I codici delle arti e corporazioni e dei collegi professionali
| Da | 20/07/2011 |
|---|---|
| A | 04/08/2011 |
| Dove |
Archivio storico del Comune di Modena
viale Vittorio Veneto, 5 presso Palazzo dei Musei
|
| Orario | da lunedì a venerdì dalle ore 9 alle 12.45 |
| Per informazioni |
Tel:
059/2033450
|
| Aggiungi l'evento al calendario |
|
Lo statuto più antico è quello dei fabbri, che risale al 1244, mentre dal 1327 è testimoniata la presenza di corporazioni di arti e mestieri per quasi tutte le attività economiche dell'epoca: dai giudici ai cartai, dai navigatori ai salaroli, venditori di sale, come documenta lo Statuto cittadino conservato all'Archivio storico del Comune di Modena. Il viaggio alla scoperta degli antichi mestieri, tra preziosi documenti storici e raffinate miniature, è la proposta culturale dell'Archivio per le mattine d'estate fino al 4 agosto.

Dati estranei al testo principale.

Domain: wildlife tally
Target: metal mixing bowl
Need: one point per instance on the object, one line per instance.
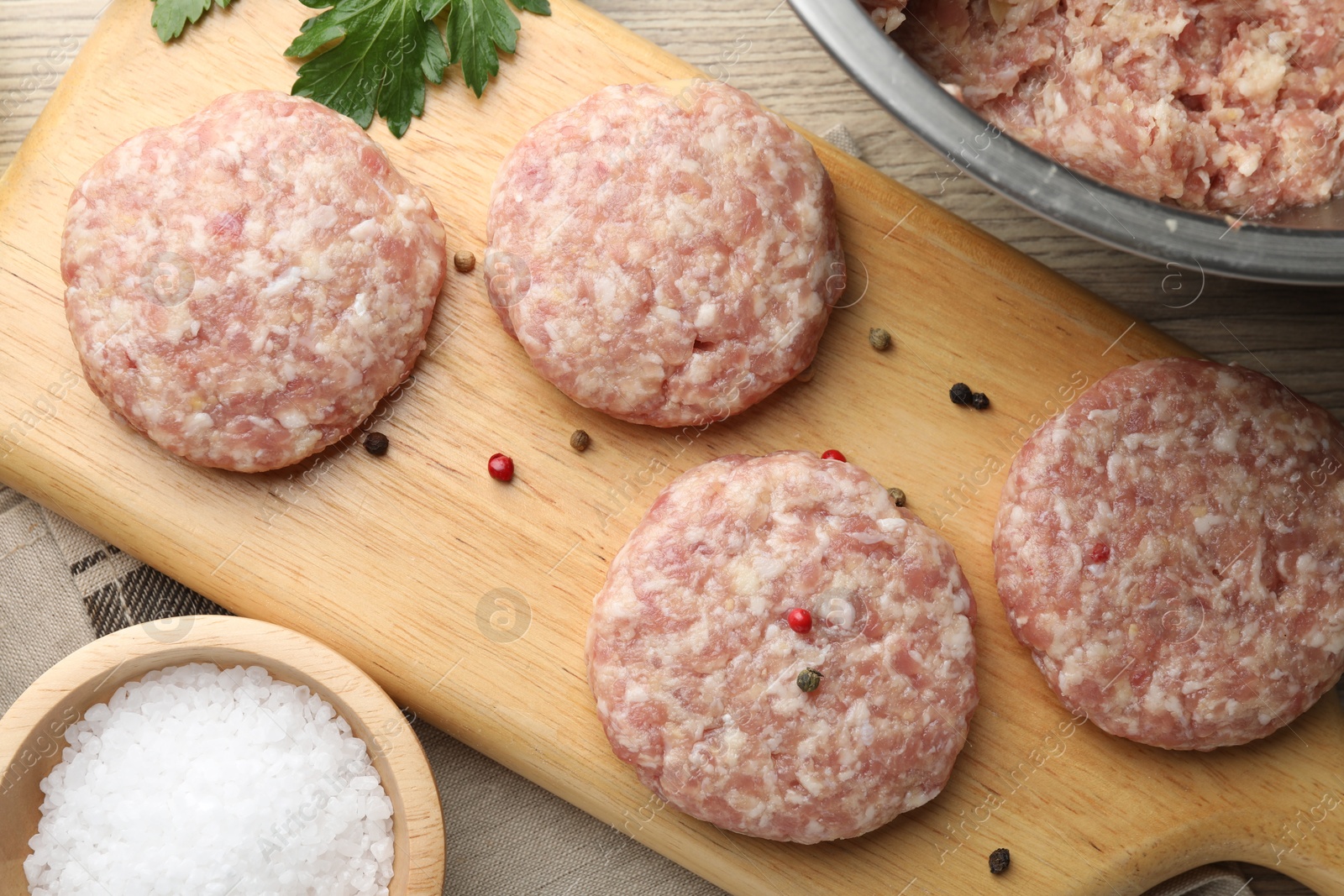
(1301, 246)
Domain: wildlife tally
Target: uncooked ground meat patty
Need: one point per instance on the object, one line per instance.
(1220, 105)
(694, 664)
(245, 286)
(665, 258)
(1171, 548)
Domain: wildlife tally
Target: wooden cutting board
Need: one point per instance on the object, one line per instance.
(468, 600)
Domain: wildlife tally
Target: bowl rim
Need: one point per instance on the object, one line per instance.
(98, 668)
(1180, 238)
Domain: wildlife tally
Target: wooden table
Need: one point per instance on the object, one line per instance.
(1294, 332)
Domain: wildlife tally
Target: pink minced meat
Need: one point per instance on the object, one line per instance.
(245, 286)
(1171, 548)
(694, 664)
(1218, 105)
(667, 258)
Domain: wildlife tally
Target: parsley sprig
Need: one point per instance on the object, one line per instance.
(373, 56)
(171, 16)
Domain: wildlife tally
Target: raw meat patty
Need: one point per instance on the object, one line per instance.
(694, 664)
(1171, 548)
(669, 259)
(245, 286)
(1220, 105)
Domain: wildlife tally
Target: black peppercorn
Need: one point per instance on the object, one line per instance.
(810, 680)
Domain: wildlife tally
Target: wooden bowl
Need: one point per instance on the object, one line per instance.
(31, 734)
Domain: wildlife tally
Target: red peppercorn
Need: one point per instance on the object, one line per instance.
(800, 621)
(501, 468)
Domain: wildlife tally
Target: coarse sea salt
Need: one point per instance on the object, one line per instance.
(213, 783)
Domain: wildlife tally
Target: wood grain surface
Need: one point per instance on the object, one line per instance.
(33, 728)
(391, 563)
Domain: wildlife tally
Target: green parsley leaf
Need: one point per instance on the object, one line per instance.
(477, 29)
(387, 49)
(171, 16)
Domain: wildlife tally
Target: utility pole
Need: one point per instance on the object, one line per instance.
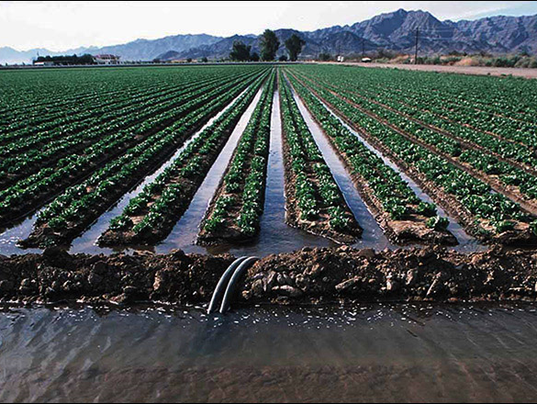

Con lo sviluppo del nucleo urbano, intorno alla fine del secolo XI, le
arti e i mestieri, non più costretti nel chiuso sistema economico delle
corti medioevali, trovano nuovo impulso e nuovo vigore: la città è il
centro della vita civile, intellettuale ed economica, è il luogo dove
si tengono i mercati, nel quale convergono gli ambulanti e si
concentrano tutte le attività commerciali e artigiane del distretto di
Modena.
Dapprima si organizzano in corporazione i mercanti, poi i banchieri e
più tardi gli altri lavoratori e artigiani. Le norme consuetudinarie,
che nella fase primitiva reggono la vita delle corporazioni, diventano
ben presto insufficienti. L'accrescersi dell'organizzazione corporativa
impone la formazione di statuti sul modello di quelli comunali. Ogni
arte ha un suo particolare statuto nel quale sono raccolte le regole
che devono assicurare il retto esercizio dell'arte stessa,
salvaguardare gli interessi egli associati e la buona qualità dei
prodotti. Questi statuti sono sottoposti all'approvazione dell'autorità
comunale per tutelare gli interessi dei cittadini.
Il Comune vigila sulla vita e sull'organizzazione cittadina, attestando
nei propri documenti ufficiali l'esistenza di numerose corporazioni:
giudici, notai, fabbri e orefici, macellai, sarti, banchieri,
pescatori, salaroli, navigatori, lavoratori di pelli, cartai,
lavoratori del bixello, della lana, del lino, stracciaroli, venditori
di spezie, merciai, barbieri, tavernieri, albergatori e fornai,
falegnami, muratori e tessitori. Le corporazioni modenesi erano rette
da "massari", in genere due, uno dei quali esercitava funzioni di
tesoriere. L'Archivio, nella sua duplice funzione di fondamento per la
certezza e la trasparenza dell'azione amministrativa e conservazione
del patrimonio storico, propone con questa mostra e altre iniziative
una testimonianza della vita pubblica del passato.